Shafer's action arose from her conviction, shared by former chair Terry Roland and a majority of other members, that opioid abuse had become rampant to the point of causing serious damage to Shelby Countians and that the Luttrell administration had been slow in pursuing remedial action.

Unsurprisingly, Luttrell disagreed and, putting forth his own plan of action, insisted that the county charter left the authority for pursuing legal remedies entirely in his hands.

What ensued was a back-and-forth between the two branches of county government that required several hearings in Chancery Court and would not be fully resolved until agreement on coordinated action was reached between new Mayor Lee Harris and the new commission, culminating in the vote on Monday, authorizing a settlement.

Shafer, who would receive several testimonials of appreciation from commission members, was present for the vote and expressed her pleasure that no more intramural acrimony would be occurring and "we can concentrate on dealing with the bad guys."

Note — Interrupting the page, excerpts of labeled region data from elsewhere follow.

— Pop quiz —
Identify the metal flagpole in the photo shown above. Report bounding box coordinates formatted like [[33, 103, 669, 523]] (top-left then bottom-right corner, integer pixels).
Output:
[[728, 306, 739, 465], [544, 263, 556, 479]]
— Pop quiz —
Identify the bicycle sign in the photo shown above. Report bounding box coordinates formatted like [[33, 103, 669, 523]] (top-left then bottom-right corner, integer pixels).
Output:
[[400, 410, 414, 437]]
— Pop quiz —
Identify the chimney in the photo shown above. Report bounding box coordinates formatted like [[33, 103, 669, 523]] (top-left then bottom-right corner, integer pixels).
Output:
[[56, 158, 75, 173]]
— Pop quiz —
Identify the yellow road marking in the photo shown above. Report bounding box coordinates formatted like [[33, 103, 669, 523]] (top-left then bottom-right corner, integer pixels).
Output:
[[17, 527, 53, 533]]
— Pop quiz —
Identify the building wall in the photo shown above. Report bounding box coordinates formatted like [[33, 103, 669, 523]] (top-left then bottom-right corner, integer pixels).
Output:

The Lakeland matter, involving a $48 million development at the site of an abandoned remainder mall, drew attendees from both sides of the recently concluded municipal election in Lakeland, with Mayor-elect Mike Cunningham and supporters asking the commission for a delay of two weeks on approving the TIF, giving the new administration time to acquaint itself with the details of a project that had been strongly favored by the administration of outgoing Mayor Wyatt Bunker.

The commission approved the TIF 9-2, after noting that authority for continuing with the project would still rest with the Lakeland city government.